Nella DMD il cuore subisce cambiamenti morfologici caratterizzati dall’accumulo incontrollato di fibrosi che impedisce alle cellule cardiache, i cardiomiociti, di contrarsi in modo funzionale. L’obiettivo di questa ricerca è quello di studiare in modo approfondito le cause che portano all’indebolimento del cuore nei pazienti DMD. Il cuore è un organo ampiamente innervato da fibre nervose dette simpatiche e parasimpaticheche regolano la frequenza e la forza della contrazione cardiaca. Recentemente è stato dimostrato che nei topi mdx l’innervazione simpatica è notevolmente ridotta e porta a grave insufficienza cardiaca. Quello che ancora non è noto, è la causa di questa mancata innervazione. Il cuore distrofico, inoltre, presenta aree fibrotiche e un aumento di proteine della matrice extracellulare (ECM), un’intricata rete di macromolecole che funge da substrato per l’adesione, la migrazione e il differenziamento delle cellule. Queste ultime, attraverso il rilascio di fattori di crescita e interagendo tra loro, determinano la composizione della ECM. 

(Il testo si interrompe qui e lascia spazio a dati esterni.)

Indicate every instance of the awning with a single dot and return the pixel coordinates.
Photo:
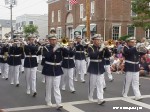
(79, 28)
(92, 28)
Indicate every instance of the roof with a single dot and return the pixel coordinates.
(5, 23)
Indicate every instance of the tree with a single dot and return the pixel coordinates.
(142, 9)
(30, 29)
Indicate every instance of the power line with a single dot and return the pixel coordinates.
(31, 5)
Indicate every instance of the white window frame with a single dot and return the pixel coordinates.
(52, 16)
(81, 11)
(59, 15)
(133, 14)
(119, 35)
(92, 7)
(128, 30)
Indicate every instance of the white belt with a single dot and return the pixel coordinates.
(95, 60)
(106, 58)
(30, 56)
(131, 62)
(50, 63)
(15, 55)
(79, 51)
(1, 56)
(68, 58)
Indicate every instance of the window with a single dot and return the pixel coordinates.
(59, 31)
(92, 7)
(116, 31)
(30, 22)
(81, 10)
(147, 33)
(131, 31)
(52, 16)
(132, 13)
(59, 15)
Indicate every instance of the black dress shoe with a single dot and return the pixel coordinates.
(34, 94)
(17, 85)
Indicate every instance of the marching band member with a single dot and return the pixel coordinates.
(68, 67)
(4, 61)
(106, 60)
(96, 69)
(14, 62)
(52, 70)
(22, 58)
(131, 55)
(30, 65)
(80, 60)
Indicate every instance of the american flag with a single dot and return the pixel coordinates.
(72, 2)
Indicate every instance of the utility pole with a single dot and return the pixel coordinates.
(88, 19)
(11, 4)
(105, 13)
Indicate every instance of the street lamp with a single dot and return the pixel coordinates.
(11, 4)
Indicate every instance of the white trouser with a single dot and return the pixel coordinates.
(131, 77)
(4, 70)
(31, 78)
(108, 72)
(14, 74)
(68, 73)
(80, 69)
(22, 65)
(88, 62)
(43, 78)
(96, 81)
(53, 81)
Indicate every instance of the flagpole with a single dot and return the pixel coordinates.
(88, 19)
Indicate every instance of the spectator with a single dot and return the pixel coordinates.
(144, 67)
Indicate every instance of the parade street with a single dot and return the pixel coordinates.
(15, 99)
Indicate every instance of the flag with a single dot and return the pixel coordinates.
(72, 2)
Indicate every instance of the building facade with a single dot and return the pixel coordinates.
(5, 27)
(110, 18)
(39, 20)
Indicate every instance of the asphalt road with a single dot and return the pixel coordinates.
(15, 99)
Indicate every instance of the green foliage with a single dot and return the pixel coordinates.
(124, 37)
(142, 9)
(30, 29)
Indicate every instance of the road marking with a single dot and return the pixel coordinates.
(71, 108)
(141, 104)
(69, 105)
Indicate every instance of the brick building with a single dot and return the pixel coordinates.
(115, 18)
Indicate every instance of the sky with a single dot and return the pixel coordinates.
(24, 7)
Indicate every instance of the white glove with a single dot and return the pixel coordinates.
(41, 47)
(56, 47)
(102, 47)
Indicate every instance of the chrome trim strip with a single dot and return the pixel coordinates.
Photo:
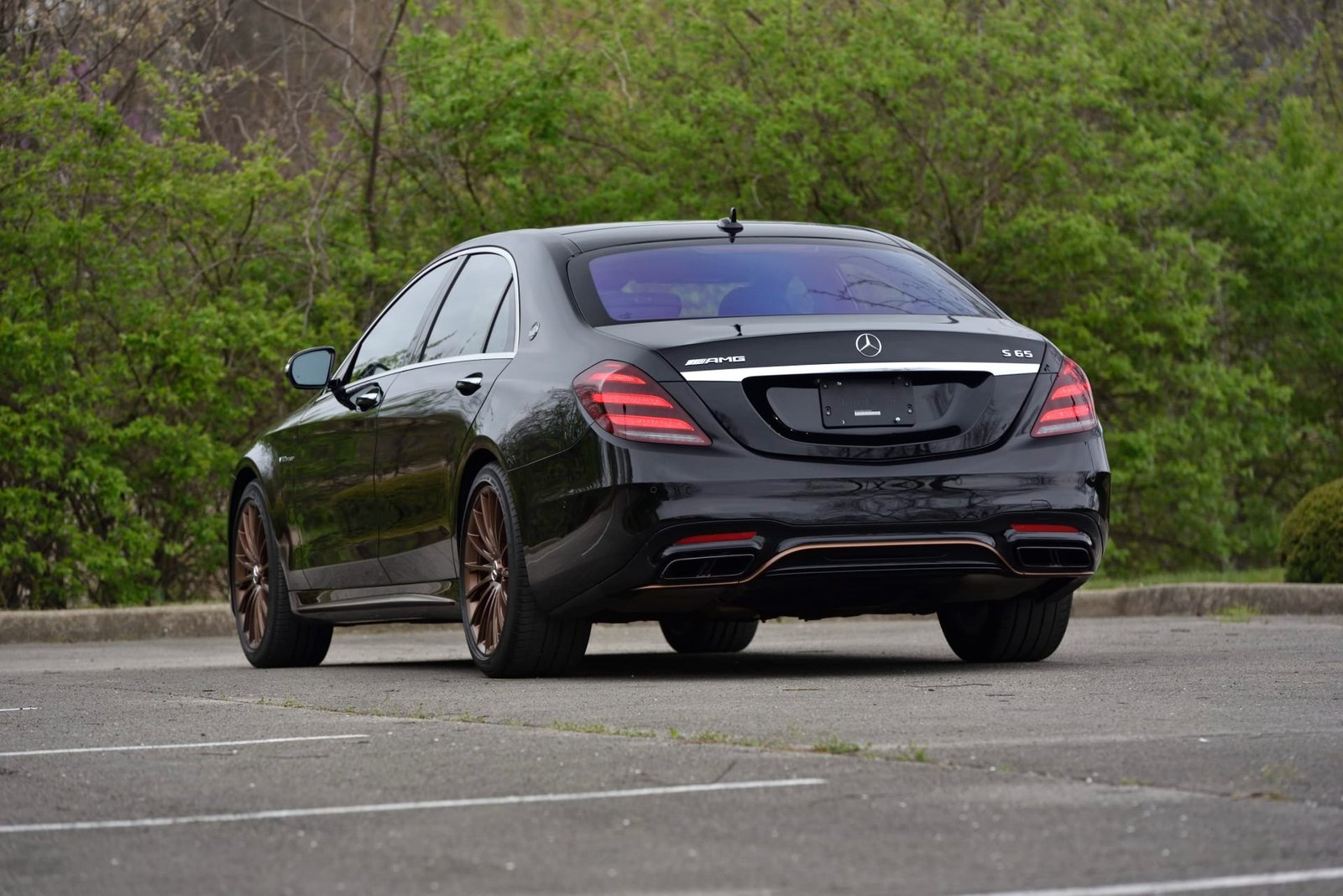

La nostra ipotesi è che la composizione della ECM distrofica impedisca lo sviluppo dell’innervazione cardiaca, portando così alla perdita del tono muscolare. In particolare lo scopo della ricerca è quello di caratterizzare per la prima volta gli effetti di givinostat sul ripristino dell’innervazione cardiaca e di conseguenza sul recupero delle funzionalità del cuore. Il farmaco agisce a livello epigenetico, ovvero su quei meccanismi cellulari che portano all’accensione o allo spegnimento di determinati geni. Grazie alle sue proprietà antiinfiammatorie e antifibrotiche si presenta come un candidato ideale per il trattamento della cardiomiopatia distrofica. 

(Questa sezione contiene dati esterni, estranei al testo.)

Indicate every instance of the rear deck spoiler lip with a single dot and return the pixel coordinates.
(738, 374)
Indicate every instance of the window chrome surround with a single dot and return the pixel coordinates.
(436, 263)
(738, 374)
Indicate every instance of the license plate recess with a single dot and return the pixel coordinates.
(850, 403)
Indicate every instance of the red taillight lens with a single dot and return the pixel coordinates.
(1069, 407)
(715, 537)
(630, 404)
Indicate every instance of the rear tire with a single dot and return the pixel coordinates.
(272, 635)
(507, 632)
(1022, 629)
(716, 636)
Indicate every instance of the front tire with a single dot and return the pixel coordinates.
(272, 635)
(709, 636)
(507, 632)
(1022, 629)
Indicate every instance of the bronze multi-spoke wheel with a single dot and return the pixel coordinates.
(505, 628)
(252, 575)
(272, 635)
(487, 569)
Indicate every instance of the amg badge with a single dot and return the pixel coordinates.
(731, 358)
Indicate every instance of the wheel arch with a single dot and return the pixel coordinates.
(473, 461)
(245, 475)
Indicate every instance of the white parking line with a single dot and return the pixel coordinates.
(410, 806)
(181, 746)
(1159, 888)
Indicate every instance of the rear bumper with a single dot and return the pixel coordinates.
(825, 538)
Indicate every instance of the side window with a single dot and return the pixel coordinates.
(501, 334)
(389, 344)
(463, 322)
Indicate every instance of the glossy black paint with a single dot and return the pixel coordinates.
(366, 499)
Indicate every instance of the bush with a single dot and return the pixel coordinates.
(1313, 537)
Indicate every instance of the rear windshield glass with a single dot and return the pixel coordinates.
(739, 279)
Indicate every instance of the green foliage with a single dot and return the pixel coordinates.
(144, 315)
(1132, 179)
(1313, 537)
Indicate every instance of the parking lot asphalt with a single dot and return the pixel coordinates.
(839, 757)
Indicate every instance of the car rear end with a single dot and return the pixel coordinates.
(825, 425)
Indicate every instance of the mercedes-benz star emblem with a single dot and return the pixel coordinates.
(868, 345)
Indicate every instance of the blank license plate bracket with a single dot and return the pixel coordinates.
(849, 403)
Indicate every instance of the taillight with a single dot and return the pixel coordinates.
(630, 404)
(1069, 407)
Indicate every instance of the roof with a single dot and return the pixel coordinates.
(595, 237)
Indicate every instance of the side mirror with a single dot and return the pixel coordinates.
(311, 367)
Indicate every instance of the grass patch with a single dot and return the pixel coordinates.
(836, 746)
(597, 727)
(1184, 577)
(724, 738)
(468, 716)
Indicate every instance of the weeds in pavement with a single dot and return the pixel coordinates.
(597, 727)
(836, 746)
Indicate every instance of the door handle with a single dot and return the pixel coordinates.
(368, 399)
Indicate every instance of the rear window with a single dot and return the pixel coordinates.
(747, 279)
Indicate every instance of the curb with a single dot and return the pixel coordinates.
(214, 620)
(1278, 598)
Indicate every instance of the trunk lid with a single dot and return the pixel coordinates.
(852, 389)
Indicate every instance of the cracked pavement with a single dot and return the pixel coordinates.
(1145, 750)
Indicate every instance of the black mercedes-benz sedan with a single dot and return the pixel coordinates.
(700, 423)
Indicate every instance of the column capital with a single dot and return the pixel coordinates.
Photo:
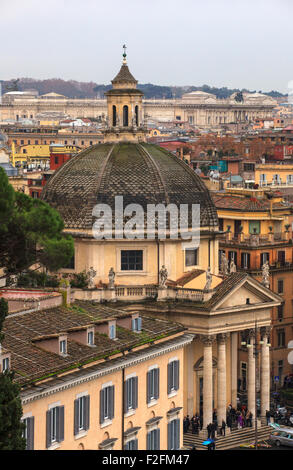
(222, 337)
(207, 340)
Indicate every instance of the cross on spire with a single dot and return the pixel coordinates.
(124, 54)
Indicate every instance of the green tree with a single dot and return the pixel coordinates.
(11, 426)
(31, 232)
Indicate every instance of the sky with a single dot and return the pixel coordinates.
(233, 43)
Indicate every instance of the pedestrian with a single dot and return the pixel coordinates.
(209, 429)
(223, 428)
(268, 417)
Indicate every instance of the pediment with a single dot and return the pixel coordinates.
(248, 288)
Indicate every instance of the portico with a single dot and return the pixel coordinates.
(239, 306)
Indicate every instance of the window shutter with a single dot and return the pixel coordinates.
(135, 388)
(177, 375)
(76, 417)
(30, 433)
(148, 441)
(170, 436)
(111, 396)
(48, 429)
(157, 439)
(126, 386)
(87, 413)
(148, 387)
(102, 411)
(157, 383)
(177, 434)
(60, 423)
(169, 372)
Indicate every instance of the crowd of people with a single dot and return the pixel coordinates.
(235, 419)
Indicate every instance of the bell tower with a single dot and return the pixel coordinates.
(125, 109)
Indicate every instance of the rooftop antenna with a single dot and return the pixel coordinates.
(124, 54)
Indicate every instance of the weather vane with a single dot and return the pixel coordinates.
(124, 54)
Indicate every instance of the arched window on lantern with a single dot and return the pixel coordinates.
(125, 116)
(114, 116)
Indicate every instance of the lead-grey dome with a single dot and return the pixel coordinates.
(141, 173)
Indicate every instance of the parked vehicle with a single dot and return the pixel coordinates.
(282, 436)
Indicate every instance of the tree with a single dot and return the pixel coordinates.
(11, 426)
(31, 232)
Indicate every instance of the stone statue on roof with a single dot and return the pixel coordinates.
(232, 267)
(224, 264)
(266, 275)
(163, 275)
(208, 279)
(111, 277)
(91, 275)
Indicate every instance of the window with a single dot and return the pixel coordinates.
(130, 394)
(131, 445)
(174, 434)
(264, 257)
(28, 432)
(153, 439)
(254, 227)
(114, 115)
(55, 425)
(173, 376)
(153, 377)
(191, 257)
(136, 114)
(125, 116)
(131, 260)
(112, 331)
(232, 255)
(90, 338)
(5, 364)
(81, 414)
(62, 346)
(281, 257)
(107, 403)
(280, 312)
(280, 286)
(245, 260)
(136, 324)
(281, 338)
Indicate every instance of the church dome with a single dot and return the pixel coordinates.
(141, 173)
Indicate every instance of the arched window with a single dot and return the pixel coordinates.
(125, 116)
(114, 115)
(136, 114)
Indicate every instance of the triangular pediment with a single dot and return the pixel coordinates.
(244, 293)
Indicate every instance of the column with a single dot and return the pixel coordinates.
(251, 376)
(265, 372)
(207, 380)
(221, 388)
(234, 365)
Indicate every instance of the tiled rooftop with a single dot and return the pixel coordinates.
(31, 363)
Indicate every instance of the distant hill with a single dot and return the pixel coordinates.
(75, 89)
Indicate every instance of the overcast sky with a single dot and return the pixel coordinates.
(233, 43)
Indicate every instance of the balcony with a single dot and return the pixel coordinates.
(233, 238)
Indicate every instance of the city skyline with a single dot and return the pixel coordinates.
(218, 44)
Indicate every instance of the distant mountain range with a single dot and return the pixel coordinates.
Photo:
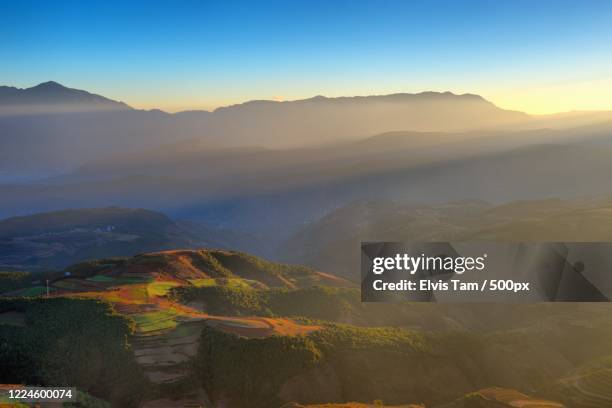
(333, 242)
(50, 129)
(51, 97)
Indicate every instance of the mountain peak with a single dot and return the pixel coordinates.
(49, 85)
(53, 97)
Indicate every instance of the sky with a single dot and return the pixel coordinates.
(535, 56)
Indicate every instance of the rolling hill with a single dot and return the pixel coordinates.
(60, 128)
(58, 239)
(333, 243)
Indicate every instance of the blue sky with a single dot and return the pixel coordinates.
(538, 56)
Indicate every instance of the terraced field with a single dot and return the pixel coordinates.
(167, 333)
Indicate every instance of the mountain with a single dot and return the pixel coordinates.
(51, 97)
(59, 129)
(333, 243)
(57, 239)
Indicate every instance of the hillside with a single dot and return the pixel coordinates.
(333, 243)
(57, 239)
(214, 327)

I nostri risultati in vivo hanno dimostrato che la somministrazione giornaliera di givinostat nei topi mdx fino a 60 giorni, aumenta la frazione di accorciamento, che indica la porzione di sangue che il cuore eietta dal ventricolo sinistro a ogni battito cardiaco. Il recupero delle funzionalità cardiache è concomitante alla riduzione della fibrosi e delle proteine che costituiscono l’ECM. L’analisi proteomica eseguita su cuori murini mdx ha evidenziato inoltre, una deregolazione nell’espressione di proteine correlate alla deposizione di componenti della ECM e dell’innervazione. In particolare abbiamo dimostrato che l’accumulo del proteoglicano condroitin-4-solfato (CSPG4) nella ECM distrofica è in grado di inibire la crescita assonale e impedire una corretta innervazione cardiaca. Dati molecolari, analisi citofluorimetriche e analisi istologiche hanno identificato come principali produttori di CSPG4 i macrofagi, cellule appartenenti al sistema immunitario. Givinostat è in grado di ridurre l’accumulo dell’infiltrato infiammatorio e di CSPG4 e conseguentemente di ripristinare la corretta innervazione cardiaca nei topi mdx. I nostri risultati hanno inoltre rilevato che il farmaco, nei macrofagi isolati da topi mdx, è in grado di regolare l’interazione di due noti fattori trascrizionali (NF-kB e Sp1) sul promotore dell’enzima CHST11 responsabile dell’accumulo di CSPG4.

In futuro, sarà fondamentale caratterizzare il ruolo di CSPG4 nella giunzione neurocardiaca in vitro attraverso la generazione di un modello tridimensionale (3D) bio-stampato. Il “costrutto” 3D sarà basato su una disposizione geometrica definita, per la tri-coltura di neuroni del ganglio cervicale superiore, fibroblasti e cardiomiociti isolati da topi WT e mdx. Questo permetterà di riprodurre in vitro un modello tissutale molto fedele a quello naturale e di validare il meccanismo alla base della mancata innervazione cardiaca nel topo mdx.

Attraverso questo progetto abbiamo, per la prima volta, rivolto l’attenzione sul “non” canonico rapporto tra compagine nervosa e miocardio in un contesto distrofico. A oggi, la maggior parte degli approcci terapeutici hanno come obiettivo principale quello di contrastare la perdita della funzionalità muscolare e pochissimi mirano al ripristino del corretto funzionamento del cuore, il quale, invece, ha un ruolo fondamentale nel migliorare l’aspettativa di vita e le condizioni generali dei giovani pazienti.